E se perfino i grandi arrancano, chissà come se la cavino quei teatri “minori” – quanto a capienza ed economie -, già prima in rocambolesco equilibrio sul friabile fondamento del sogno… Meglio, del de-siderio, che, come suggerisce l’etimo, dice privazione, sì, ma anche incontenibile pulsione a recuperare quelle stelle perdute.
Partiva da qui, l’esperienza del Festival DeSidera, che, dopo oltre tre lustri sul campo nella bergamasca, nell’autunno 2019 si è sentita di assumere la gestione di un teatro – il Teatro Oscar di via Lattanzio a Milano. “L’ennesimo teatro…”, si potrebbe pensare; eppure con la vocazione della sorellina minore, mai stanca di ricordare al fratellone, lanciato verso il sole, di non scordare gli irrinunciabili documenti di viaggio, che sono il cuore e l’anima e il senso, lo scopo e la direzione – puntualizzano Giacomo Poretti, Luca Doninelli e Gabriele Allevi timonieri di quest’avventura.
E, subito, quest’ annus horribilis, a metter i bastoni fra le ruote! I tre hanno voluto reagire, inventandosi, intanto, una stagione estiva su un’apecar. Progettata e realizzata da Andrea Colombo, è calcata, nei chiostri di Sant’Eustorgio e nei giardini della Triennale, ma anche nei cortili di case popolari o di ringhiera, da un pot-pourri di artisti: dallo stesso Giacomo Poretti (noto col solo nome di battesimo, nel trio Aldo, Giovanni e Giacomo) a Margherita Antonelli (nota al grande pubblico per le sue apparizioni a Zelig), da Angela Dematté a Federica Fracassi, da Valter Malosti o il Teatro delle Albe, ad esempio, a esperienze anche musicali e dall’appeal inclusivo e trasversale.

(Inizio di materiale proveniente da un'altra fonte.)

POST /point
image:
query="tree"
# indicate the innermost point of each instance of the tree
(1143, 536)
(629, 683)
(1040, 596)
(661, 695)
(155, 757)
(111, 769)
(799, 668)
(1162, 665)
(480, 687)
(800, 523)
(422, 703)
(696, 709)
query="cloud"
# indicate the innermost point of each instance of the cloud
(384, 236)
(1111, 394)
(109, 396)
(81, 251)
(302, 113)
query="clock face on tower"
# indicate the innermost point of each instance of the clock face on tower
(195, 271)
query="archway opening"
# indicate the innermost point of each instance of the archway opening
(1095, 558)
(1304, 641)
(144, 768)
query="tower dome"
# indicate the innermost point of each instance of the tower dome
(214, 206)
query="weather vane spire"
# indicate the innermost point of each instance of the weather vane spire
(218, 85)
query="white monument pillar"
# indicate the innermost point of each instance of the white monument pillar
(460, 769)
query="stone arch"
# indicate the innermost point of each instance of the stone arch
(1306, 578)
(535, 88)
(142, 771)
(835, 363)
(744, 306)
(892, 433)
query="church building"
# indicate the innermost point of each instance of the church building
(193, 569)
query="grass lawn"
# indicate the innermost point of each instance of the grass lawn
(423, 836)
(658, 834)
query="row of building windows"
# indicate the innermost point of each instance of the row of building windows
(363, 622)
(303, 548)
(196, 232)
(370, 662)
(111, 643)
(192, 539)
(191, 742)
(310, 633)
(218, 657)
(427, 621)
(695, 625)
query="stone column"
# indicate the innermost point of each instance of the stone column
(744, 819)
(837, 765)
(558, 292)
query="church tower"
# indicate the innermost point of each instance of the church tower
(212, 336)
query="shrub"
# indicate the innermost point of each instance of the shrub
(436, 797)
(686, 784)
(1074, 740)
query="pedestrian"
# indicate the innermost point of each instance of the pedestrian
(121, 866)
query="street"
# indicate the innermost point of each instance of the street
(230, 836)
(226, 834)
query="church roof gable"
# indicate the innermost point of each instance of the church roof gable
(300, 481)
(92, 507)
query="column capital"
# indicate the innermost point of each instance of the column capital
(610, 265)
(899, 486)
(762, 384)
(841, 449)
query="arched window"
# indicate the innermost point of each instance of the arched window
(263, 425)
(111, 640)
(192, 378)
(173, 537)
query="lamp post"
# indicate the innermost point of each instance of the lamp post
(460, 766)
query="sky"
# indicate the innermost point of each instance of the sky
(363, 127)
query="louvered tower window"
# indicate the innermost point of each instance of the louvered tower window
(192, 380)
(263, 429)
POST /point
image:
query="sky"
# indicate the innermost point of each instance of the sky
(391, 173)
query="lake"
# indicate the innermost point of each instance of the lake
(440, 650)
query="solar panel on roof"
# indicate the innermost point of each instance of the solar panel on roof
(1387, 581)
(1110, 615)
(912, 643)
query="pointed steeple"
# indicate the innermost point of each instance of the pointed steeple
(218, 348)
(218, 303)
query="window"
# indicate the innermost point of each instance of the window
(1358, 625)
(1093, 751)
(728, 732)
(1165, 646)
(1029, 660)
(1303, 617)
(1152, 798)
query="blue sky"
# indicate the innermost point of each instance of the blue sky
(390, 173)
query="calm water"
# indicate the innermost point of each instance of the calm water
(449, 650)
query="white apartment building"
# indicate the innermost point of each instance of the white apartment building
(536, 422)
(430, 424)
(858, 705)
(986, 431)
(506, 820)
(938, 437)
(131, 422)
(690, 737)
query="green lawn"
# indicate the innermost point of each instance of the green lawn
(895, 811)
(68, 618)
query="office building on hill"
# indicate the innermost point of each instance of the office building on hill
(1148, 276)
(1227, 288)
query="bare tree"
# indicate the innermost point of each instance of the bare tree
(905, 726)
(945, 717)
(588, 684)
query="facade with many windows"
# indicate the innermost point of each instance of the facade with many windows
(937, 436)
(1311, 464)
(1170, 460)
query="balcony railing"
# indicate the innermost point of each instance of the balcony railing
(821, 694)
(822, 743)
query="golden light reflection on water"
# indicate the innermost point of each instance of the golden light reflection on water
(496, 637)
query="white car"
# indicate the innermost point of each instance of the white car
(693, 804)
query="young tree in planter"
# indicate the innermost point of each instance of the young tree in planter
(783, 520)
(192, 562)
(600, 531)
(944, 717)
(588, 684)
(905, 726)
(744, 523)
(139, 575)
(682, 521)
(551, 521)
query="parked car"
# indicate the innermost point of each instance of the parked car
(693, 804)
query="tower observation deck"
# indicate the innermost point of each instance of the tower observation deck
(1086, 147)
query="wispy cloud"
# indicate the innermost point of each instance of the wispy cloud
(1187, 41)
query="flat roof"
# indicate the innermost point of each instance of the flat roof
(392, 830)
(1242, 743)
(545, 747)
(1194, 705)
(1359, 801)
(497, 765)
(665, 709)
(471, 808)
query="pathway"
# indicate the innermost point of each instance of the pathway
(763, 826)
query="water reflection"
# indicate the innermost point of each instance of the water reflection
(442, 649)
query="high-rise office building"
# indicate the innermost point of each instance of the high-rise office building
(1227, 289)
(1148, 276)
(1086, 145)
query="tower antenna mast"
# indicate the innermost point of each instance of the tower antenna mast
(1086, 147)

Fra le tante proposte (il festival proseguirà fino al 24 settembre), il 25 luglio 2020 è andato in scena Carlo Decio. Reduce dal suo “OTELLO PoP TrAgEdY”, il 9 luglio, ai chiostri di Sant’Eustorgio (noi l’avevamo visto nella rassegna d’inizio estate al Factory32), sabato scorso ha fatto irruzione sull’apecar per affabularci col riuscitissimo “Odisseo – Racconto di un’ePOPea”.
La suggestiva location è il cortile di una casa di ringhiera milanès (e popolare) forse ancora solo nell’aneddotica. Spazio curatissimo (nei dettagli della rastrelliera per le biciclette con tanto di Madonnina con lumicino sullo sfondo e panchina con nanetto sotto a piccole palme, che, in minore, sembrano alludere a quelle da qualche anno in piazza Duomo), più che altro pare l’evoluzione shabby chic, delle case di ringhiera di una volta.
A Nolo, ora, come nel quartiere Isola, prima – e, prima ancora, in zona Darsena -, certi cortili di ringhiera paiono la sublimazione di quegli spazi di convivenza non sempre facile, addomesticati in leziose immaginette dei quadretti-souvenir ancora acquistabili sui Navigli.
Di addomesticato, invece, c’è poco nel monologo di Carlo Decio. Dopo un’intro al meta teatro, inizia a raccontare, in soggettiva, i perigli del nostòs e l’umanissimo terrore-e-coraggio dell’eroe. Drammaturgicamente interessante è il continuo e coerente giocare sul senso di parole-chiave quali eroe, coraggio, paura, errore, gettare il cuore oltre l’ostacolo – capaci, all’istante, di fare, degli astanti, una comunità di esseri in grado di riconoscersi in questi topoi universali…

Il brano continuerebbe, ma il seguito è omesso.